C++ Logo


Advanced search

Re: [SG16] Agreeing with Corentin's point re: problem with strict use of abstract characters

From: Hubert Tong <hubert.reinterpretcast_at_[hidden]>
Date: Sun, 14 Jun 2020 18:06:15 -0400
On Sun, Jun 14, 2020 at 2:44 PM Jens Maurer <Jens.Maurer_at_[hidden]> wrote:

> Supposed I'm on an EBCDIC-only system.
> If I understand correctly, EBCDIC has a host of control characters
> that can't be represented in Unicode (while preserving semantics);
> the mapping that exists re-uses some Unicode control characters,
> but with different semantics.
> Suppose one of those EBCDIC control characters is mapped to \u1234.
> What if \u1234 also appears as such in my source code, obviously
> intending to mean the Unicode semantics?
> I think I'd like

I can't speak to whether you have such a preference or not. :)

> to have at least the option of getting a
> syntax error (I asked for a Unicode control character that
> doesn't exist as such on EBCDIC), but it seems the mapping
> will give me the EBCDIC control character with different
> semantics. (All of this in a string literal, of course,
> so it hurts when performing output.)
> Hubert, is my understanding above correct?
Yes. The possibility of such an option (to get an error) should not be
ruled out by some "accident of wording" in the specification of C++.

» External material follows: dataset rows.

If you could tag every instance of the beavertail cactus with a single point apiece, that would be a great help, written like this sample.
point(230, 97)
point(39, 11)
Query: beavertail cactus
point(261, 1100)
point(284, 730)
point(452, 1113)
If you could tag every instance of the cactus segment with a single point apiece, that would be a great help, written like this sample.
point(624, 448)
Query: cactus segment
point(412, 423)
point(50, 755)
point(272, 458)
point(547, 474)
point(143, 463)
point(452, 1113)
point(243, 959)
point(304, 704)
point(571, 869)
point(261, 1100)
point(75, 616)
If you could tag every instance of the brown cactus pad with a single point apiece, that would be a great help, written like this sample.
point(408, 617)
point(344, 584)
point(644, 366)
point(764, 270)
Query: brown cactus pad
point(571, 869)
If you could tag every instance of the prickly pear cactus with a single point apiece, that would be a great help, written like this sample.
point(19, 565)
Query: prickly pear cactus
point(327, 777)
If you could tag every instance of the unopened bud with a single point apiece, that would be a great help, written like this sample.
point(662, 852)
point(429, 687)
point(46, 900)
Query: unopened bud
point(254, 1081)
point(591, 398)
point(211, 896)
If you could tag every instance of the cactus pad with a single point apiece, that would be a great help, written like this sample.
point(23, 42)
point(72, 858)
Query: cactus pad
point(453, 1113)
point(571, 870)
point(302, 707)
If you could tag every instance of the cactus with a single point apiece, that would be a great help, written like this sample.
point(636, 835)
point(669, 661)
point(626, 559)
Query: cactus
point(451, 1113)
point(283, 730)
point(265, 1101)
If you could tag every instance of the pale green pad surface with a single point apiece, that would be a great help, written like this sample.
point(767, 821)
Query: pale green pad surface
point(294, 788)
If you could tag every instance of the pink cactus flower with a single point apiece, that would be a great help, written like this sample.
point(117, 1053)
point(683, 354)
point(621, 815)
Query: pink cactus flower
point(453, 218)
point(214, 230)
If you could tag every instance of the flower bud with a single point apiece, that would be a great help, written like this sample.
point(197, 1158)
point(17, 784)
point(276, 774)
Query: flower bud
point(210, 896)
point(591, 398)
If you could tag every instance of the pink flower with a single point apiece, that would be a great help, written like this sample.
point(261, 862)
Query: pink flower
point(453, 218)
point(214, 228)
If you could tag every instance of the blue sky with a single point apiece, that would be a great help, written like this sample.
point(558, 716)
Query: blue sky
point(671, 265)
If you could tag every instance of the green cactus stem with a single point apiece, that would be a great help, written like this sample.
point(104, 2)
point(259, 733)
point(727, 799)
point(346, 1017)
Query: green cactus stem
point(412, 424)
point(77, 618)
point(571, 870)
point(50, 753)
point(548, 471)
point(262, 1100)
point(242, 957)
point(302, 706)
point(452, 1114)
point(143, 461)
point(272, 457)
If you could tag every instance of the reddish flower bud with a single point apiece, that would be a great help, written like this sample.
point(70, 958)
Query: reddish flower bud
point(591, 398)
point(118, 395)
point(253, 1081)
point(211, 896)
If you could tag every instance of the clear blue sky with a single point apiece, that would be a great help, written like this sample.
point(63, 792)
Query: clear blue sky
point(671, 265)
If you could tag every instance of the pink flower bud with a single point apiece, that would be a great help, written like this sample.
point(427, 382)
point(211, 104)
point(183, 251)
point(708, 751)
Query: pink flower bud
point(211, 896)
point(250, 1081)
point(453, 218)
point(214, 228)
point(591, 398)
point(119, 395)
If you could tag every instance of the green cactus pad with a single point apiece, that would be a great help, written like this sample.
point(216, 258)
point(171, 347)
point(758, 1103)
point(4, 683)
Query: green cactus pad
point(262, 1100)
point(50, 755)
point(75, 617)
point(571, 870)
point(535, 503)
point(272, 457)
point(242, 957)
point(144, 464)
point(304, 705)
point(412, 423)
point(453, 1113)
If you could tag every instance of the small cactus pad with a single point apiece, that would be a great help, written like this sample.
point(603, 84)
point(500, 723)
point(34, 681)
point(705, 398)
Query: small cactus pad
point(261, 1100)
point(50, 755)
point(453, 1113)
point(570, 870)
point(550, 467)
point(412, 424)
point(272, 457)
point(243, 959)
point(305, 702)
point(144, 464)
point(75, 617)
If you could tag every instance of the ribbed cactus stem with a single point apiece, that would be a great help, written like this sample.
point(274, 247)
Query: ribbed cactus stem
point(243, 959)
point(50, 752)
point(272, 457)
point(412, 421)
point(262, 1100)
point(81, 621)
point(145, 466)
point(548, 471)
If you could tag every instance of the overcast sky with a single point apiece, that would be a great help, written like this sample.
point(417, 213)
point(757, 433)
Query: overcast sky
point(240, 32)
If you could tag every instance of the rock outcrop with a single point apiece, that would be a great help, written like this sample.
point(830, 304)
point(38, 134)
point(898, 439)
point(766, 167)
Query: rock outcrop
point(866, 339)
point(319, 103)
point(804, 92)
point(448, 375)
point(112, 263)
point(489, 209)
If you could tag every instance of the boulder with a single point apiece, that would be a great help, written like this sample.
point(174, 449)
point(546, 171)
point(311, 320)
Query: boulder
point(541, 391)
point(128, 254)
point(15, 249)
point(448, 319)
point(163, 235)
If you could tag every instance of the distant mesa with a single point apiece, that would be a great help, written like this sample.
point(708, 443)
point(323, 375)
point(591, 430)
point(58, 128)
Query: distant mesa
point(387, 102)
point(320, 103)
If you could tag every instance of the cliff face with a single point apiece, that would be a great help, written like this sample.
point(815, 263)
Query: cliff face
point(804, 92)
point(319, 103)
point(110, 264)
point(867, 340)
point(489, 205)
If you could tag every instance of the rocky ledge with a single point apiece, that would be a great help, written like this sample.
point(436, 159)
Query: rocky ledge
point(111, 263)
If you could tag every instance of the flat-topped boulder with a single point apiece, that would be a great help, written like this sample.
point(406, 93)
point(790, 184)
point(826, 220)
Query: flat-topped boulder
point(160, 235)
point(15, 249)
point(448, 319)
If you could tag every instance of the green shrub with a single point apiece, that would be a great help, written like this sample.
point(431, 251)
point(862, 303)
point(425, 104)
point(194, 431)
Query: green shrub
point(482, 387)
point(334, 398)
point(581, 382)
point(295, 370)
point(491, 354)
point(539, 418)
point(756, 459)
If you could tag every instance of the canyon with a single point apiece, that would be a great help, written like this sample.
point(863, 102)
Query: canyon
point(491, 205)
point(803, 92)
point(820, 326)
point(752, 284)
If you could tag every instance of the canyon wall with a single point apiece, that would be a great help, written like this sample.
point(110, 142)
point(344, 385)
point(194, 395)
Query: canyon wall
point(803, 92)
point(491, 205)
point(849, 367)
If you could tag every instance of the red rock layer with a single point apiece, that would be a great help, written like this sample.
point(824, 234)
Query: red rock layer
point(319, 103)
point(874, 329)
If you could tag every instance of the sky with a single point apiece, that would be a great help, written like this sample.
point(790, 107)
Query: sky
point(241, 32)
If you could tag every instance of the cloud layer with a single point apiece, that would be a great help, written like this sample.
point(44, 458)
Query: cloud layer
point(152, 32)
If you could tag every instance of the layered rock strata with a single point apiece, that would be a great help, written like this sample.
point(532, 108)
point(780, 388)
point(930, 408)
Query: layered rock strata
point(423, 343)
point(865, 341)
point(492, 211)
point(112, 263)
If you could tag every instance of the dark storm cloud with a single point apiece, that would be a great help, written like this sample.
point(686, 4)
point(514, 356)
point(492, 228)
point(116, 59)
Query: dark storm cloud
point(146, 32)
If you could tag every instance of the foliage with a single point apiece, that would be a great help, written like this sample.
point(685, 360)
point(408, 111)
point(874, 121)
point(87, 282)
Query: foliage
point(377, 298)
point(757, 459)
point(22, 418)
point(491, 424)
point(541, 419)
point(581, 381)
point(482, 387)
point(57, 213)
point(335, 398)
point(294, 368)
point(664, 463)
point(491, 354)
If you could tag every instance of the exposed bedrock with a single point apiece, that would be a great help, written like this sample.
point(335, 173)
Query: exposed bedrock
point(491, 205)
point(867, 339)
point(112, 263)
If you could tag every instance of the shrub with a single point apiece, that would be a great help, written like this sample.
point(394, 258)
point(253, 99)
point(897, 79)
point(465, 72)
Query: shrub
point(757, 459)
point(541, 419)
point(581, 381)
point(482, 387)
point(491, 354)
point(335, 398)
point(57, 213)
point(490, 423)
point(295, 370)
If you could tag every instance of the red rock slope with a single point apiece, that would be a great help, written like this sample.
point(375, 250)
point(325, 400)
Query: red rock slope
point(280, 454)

As a point of information (from another thread), implementations are known
that perform the "conventional" mapping.

The presence of a UCN for a C1 (non-EBCDIC) control character in a
supposedly-EBCDIC string is not immediately indicative of an error. For
example, the environment I use has SSH perform autoconversion (with the
"conventional" mapping) from EBCDIC-1047 to ISO-8859-1.

> Jens

Received on 2020-06-14 17:09:42